Reciprocamente ci stimoliamo scontrandoci in agguerrite rispettose conversazioni che raramente non mutano in metafisiche e riescono a concludersi entro poche decine di minuti. Ci nutriamo di Relazioni e di Spritz di Spritz e di Relazioni, che esordiscono ma non si limitano ad un incontro fortuito, ah ciao tu sei l’amico del coinquilino di Genoveffa ci siamo beccati due sere fa al Morion, ma si intrecciano e si ritrovano continuamente, infittendo sempre di più il tessuto di quel caldo maglione che Venezia indossa quando si colora di vita.
Non trascorriamo le nostre intere giornate a studiare, ma quello che studiamo ci accompagna secondo per secondo minuto per minuto nella nostra vita e non esiste un antidoto per guarirci dal restless cogitating’, cous cous con Aristotele, colazione con Marx, tisana con Kuhn e un paio di Negroni naturalmente con Pasolini. Proprio lui, lo renderemmo fiero, il Corsaro Capo, rifiutando e fuggendo dall’edonismo pragmatico
, aspirando alla Curiosa Consapevolezza di chi intende Conoscere senza secondi fini.
Non siamo pirati, ma Corsari: deprediamo le navi dei vigliacchi egoisti indifferenti sventolando la nostra bandiera del pluralismo costruito con l’impegno, la dedizione, lo studio, l’amore—inutile proseguire la lista di sostantivi tremendamente cliché, seppur funzionali a questo anelito dialettico di positività e wholesomeness.

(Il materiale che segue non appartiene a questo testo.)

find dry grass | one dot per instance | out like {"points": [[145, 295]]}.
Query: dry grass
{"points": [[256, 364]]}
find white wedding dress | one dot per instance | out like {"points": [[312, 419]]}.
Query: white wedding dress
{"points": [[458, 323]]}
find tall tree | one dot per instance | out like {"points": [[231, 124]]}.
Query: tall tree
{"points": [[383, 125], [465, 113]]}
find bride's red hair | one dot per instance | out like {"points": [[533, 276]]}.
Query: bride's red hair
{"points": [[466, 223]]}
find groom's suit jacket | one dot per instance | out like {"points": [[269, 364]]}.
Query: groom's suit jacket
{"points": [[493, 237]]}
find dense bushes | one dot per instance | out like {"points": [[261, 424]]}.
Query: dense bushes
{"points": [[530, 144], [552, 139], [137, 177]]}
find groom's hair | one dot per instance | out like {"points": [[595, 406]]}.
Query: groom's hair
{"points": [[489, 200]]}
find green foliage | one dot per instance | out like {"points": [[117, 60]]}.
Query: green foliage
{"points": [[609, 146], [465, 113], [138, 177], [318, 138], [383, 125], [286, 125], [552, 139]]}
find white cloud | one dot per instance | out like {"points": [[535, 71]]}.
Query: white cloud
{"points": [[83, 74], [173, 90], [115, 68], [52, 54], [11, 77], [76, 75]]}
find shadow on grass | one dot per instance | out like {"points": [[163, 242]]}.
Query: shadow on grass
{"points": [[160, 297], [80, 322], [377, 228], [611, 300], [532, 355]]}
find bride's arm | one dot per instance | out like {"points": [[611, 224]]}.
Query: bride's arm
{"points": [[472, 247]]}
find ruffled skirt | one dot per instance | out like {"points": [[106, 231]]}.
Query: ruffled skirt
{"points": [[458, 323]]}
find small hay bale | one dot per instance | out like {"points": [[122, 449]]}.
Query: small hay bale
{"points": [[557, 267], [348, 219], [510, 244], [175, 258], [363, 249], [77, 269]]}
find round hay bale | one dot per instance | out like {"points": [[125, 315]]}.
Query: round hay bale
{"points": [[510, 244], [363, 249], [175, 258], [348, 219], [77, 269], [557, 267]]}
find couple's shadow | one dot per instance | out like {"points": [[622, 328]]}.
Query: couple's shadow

Sogniamo e dialoghiamo e dialogando esploriamo ed esplorando inciampiamo e inciampando cambiamo idea ma cambiando idea siamo sempre gioiosi di essere noi, una inarrestabile ciurma che fa delle individuali finitezza e insufficienza la propria più grande e imbattibile forza da Curiosi Corsari Consapevoli—nel mar dei Sargassi nella laguna veneta sopra una zattera fatta di assi dentro a Zattere come dei matti.

Ho genuinamente sofferto l’abbandono del mio tanto amato Poli,
ho fortemente dubitato e continuo meno frequentemente a dubitare della mia scelta,
ho dovuto aspettare due anni prima di trovare la forza ed il coraggio di diventare orgoglioso e soddisfatto di essere qui, studiare questo, con queste persone.
Devo ringraziare di cuore la dolce Margherita, a cui tornando dal bagno ho detto è bellissimo. È bellissimo vederci qui, insieme
, per aver saputo rispondere: avevi scritto la stessa cosa per il Politecnico
, facendomi rendere conto che è il momento di scrivere la versione veneziana de L’Avanguardia
(tendo ad arrogarmi diritti platonici, mettendo in bocca di altri quello che voglio dire io, ma non in questo caso).
È difficile raccontare in modo astratto romanzato pressoché vaneggiante il feeling dell’essere a Zattere a studiare senza aggiungere qualche paragrafo sul PISE, il più vituperato corso di laurea a Ca’ Foscari, nonché la mia facoltà; a tempo debito (magari post-lauream, se ci arriveremo), con la giusta ispirazione, pubblicherò anche la mia filosofia sull’approccio a questo corso particolare ma favoloso—se preso per il verso giusto.